General information
- Type: Ultralight trike
- National origin: India
- Manufacturer: Ace Aviation
- Designer: John Penry-Evans
- Status: In production (2013)

= Ace Magic =

The Ace Magic is an Indian ultralight trike, designed by John Penry-Evans and produced by Ace Aviation of Tamil Nadu. The aircraft is supplied as a complete ready-to-fly-aircraft.

==Design and development==
The Magic was designed to comply with the Fédération Aéronautique Internationale microlight category, including the category's maximum gross weight of 450 kg. The aircraft has a maximum gross weight of 245 kg. It also complies with the US FAR 103 Ultralight Vehicles rules when equipped with a 20 L fuel tank.

The Magic features a cable-braced hang glider-style high wing, weight-shift controls, a single-seat open cockpit, tricycle landing gear and a single engine in pusher configuration.

Designed in the United Kingdom and produced in India, the aircraft is imported into the UK by P&M Aviation.

The aircraft is made from bolted-together aluminium tubing, with its two-surface wing covered in Dacron sailcloth. Its 9.2 m wingspan is supported by a single tube-type kingpost and uses an "A" frame weight-shift control bar. The powerplant is a twin-cylinder, air-cooled, two-stroke, single-ignition, 40 hp Rotax 447 engine.

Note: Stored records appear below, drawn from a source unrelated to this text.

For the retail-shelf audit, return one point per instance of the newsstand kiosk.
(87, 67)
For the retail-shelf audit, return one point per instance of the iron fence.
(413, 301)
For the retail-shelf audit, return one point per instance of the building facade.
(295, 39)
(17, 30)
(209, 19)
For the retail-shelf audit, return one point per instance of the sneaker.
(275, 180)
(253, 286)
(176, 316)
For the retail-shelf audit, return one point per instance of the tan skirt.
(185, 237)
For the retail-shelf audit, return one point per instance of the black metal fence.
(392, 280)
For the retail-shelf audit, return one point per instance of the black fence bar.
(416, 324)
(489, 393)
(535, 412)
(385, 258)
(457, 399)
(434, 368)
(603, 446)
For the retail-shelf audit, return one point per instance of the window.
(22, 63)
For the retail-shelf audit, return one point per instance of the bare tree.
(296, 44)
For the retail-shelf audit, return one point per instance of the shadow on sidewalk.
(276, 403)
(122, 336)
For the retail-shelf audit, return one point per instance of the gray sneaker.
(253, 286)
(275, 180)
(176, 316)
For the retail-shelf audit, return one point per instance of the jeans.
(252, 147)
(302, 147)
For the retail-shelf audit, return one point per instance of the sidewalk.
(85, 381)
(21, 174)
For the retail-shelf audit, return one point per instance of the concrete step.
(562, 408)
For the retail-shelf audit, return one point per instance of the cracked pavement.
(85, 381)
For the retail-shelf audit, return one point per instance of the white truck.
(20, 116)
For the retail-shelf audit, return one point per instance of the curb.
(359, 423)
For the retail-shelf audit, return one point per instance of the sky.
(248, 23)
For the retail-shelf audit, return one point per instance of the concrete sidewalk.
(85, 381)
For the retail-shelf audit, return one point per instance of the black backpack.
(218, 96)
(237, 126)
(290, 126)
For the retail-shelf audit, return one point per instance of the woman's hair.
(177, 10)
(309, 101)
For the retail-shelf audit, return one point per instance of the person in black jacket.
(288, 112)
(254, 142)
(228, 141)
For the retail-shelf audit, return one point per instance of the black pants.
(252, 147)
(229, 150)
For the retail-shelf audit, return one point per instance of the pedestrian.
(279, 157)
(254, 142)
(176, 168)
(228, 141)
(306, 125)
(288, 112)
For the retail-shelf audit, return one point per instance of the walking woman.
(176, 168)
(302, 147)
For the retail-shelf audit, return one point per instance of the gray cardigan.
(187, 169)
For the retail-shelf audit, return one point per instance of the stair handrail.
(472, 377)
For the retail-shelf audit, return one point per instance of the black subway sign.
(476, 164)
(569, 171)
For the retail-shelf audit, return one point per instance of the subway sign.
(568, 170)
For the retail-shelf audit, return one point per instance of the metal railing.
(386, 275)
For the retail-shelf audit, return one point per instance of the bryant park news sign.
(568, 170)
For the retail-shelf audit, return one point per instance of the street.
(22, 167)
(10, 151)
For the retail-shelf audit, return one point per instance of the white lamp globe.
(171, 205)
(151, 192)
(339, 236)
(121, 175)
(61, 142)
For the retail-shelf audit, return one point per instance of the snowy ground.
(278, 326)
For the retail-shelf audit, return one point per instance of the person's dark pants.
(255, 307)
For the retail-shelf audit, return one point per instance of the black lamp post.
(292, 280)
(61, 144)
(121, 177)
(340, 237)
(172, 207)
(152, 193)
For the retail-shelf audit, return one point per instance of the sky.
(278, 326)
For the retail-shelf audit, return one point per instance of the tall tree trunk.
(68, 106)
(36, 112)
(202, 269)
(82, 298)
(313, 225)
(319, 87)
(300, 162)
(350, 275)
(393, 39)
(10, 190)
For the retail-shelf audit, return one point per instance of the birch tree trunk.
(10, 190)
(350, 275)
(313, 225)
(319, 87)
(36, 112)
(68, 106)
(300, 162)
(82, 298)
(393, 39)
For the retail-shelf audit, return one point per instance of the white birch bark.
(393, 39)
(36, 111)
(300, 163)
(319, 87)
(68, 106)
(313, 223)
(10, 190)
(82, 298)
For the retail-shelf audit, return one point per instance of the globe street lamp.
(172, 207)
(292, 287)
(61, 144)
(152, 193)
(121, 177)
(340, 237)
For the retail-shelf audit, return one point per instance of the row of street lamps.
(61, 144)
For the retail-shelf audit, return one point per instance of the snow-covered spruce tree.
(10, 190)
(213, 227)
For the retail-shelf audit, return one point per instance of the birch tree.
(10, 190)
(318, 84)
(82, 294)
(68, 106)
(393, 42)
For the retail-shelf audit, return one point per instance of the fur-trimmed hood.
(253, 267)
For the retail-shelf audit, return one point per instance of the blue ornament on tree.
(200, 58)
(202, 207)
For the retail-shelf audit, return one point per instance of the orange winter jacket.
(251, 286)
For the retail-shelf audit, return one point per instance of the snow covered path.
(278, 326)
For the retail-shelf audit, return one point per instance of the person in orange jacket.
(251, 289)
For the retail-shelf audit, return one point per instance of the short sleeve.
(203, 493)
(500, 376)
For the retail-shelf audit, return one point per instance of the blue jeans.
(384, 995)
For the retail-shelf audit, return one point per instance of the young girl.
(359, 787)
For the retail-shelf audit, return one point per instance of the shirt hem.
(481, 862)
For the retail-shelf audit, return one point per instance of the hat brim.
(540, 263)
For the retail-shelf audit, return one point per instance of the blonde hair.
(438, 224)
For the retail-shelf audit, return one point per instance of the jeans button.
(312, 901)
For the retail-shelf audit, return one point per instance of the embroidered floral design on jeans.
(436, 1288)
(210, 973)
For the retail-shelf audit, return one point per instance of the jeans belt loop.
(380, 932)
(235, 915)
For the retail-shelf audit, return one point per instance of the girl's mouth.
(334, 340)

Optional engines include the 48 hp Simonini Victor 1 Plus and the four-stroke NS.T NS650. A trim system, adjustable leg length and 60 L panniers are all standard equipment. With the Cyclone wing the aircraft has an empty weight of 115 kg and a gross weight of 245 kg, giving a useful load of 130 kg. With a full fuel load of 36 L the payload is 104 kg.

A number of different wings can be fitted to the basic carriage, including the high performance Cyclone, the sport 90% double surface Laser, the intermediate Touch and the beginner Spirit.